The only safe way to ensure that we are not binding everyone’s consciences on matters that Jesus doesn’t is to ask ourselves one simple question: Could every believer, in every place, across all time, people’s and cultures, both now and forever, do this thing?
You don’t have to be around Christians very long before you hear someone saying, ‘do you really think you should be doing that?’ or, perhaps less frowny, ‘shouldn’t you really ought to be doing this as a Christian?’ I purposefully keep this loosely worded because ‘that’ and ‘this’ could be populated by so many things. Of the things with which to make others feel guilty there appears to be no end!
Of course, we shouldn’t ignore the fact that the Bible does have commands. ‘Do not lie’ is pretty cut and dry, isn’t it? If you’re a liar, it’s not unreasonable to hear a Christian say, ‘do you really think you ought to be doing that?’ There are also positive commands too. There is no ignoring, ‘do not forsake the meeting together of yourselves, as is the habit of some’. If you belong to the some, you should expect a Christian to reasonably say to you, ‘shouldn’t you really ought to be doing this as a Christian?’ There are commands in scripture that the Lord expects us to do and those things which he clearly doesn’t want to do. It isn’t legalism for believers to point out what Jesus has said he expects of his followers and at least ask, shouldn’t Christians be doing what Jesus wants them to do?
The problem isn’t that there are ethical and moral commands in the Bible. Nor is the problem that believers expect other professing believers to at least want to be doing them. Jesus instituted church discipline for a reason, after all. The problem is when we confuse the things we find helpful, or beneficial to us, and suggest that Jesus demands them of all people when he doesn’t.
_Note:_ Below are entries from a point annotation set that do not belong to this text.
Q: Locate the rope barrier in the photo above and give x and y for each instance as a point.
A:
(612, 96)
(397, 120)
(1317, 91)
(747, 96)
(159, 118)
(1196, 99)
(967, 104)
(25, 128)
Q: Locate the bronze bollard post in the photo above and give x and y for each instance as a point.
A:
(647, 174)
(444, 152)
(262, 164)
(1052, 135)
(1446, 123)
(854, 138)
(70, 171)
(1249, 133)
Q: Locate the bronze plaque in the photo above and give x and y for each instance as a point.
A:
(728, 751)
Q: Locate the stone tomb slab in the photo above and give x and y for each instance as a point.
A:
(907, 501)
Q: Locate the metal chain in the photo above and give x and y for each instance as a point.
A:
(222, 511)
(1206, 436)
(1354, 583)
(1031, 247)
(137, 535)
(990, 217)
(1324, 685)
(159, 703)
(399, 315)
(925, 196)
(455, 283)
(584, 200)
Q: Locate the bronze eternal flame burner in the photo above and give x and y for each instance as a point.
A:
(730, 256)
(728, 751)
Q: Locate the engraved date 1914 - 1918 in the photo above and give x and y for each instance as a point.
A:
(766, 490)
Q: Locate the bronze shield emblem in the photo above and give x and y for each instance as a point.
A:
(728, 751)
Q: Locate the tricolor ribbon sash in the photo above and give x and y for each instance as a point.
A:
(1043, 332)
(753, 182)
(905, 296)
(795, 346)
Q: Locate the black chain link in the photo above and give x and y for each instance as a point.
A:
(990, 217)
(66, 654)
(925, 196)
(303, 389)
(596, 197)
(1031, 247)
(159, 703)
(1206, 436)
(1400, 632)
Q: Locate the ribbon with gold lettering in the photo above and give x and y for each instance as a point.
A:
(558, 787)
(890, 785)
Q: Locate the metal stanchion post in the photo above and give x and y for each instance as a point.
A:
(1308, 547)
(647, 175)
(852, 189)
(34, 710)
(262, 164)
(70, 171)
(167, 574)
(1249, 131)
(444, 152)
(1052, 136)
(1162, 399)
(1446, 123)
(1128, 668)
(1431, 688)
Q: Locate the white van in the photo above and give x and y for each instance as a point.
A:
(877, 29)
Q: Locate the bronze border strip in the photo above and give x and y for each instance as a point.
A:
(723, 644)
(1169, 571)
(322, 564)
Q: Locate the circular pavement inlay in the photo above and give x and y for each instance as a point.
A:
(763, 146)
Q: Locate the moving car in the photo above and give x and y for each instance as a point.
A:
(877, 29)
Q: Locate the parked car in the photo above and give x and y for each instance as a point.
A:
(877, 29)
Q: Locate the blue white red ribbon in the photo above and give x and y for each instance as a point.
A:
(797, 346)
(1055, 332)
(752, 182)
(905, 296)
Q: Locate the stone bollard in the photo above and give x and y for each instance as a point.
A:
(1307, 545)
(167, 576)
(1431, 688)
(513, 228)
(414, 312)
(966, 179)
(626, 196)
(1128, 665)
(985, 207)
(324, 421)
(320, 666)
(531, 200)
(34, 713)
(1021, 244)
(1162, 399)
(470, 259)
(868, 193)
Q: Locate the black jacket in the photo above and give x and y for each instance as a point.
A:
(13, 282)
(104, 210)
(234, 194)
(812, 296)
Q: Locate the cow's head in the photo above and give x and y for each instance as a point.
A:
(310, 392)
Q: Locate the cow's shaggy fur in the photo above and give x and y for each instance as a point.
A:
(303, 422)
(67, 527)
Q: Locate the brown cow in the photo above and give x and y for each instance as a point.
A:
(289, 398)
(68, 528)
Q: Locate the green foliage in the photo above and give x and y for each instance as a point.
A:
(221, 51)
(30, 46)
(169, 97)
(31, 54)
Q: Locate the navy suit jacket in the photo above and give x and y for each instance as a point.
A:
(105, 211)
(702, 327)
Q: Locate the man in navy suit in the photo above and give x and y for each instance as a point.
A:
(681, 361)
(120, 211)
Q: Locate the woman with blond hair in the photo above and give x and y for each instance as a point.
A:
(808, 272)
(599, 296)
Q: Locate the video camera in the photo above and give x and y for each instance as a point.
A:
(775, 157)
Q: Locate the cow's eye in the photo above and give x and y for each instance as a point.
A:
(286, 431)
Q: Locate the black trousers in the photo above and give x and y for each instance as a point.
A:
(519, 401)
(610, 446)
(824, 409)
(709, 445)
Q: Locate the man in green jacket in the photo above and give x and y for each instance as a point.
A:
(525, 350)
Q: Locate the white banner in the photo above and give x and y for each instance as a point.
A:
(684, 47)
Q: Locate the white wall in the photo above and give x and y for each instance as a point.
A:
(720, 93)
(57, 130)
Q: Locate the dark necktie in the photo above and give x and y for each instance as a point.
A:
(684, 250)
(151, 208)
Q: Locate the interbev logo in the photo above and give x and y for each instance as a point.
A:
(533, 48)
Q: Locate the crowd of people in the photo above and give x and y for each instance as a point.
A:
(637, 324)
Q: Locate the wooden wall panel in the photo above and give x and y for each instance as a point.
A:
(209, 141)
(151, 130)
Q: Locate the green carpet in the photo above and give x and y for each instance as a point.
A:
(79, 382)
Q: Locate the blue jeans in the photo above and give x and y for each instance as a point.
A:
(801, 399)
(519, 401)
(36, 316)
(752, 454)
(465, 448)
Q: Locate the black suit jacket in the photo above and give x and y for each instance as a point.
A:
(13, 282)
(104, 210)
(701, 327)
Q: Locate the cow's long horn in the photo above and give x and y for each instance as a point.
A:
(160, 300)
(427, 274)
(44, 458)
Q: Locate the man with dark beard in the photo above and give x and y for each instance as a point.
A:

A good case in point is when the disciples of John approached the Lord and his disciples and asked why they weren’t fasting. They said that John, and so they too, fasted. Shouldn’t Jesus’ disciples be fasting just like them? Jesus’ answer to them was that his disciples weren’t going to fast while he was with them. In other words, it wasn’t something he demanded. As helpful a practice as John’s disciples found it—and Jesus was okay with them doing it—they shouldn’t be binding everyone else’s conscience when Jesus himself doesn’t.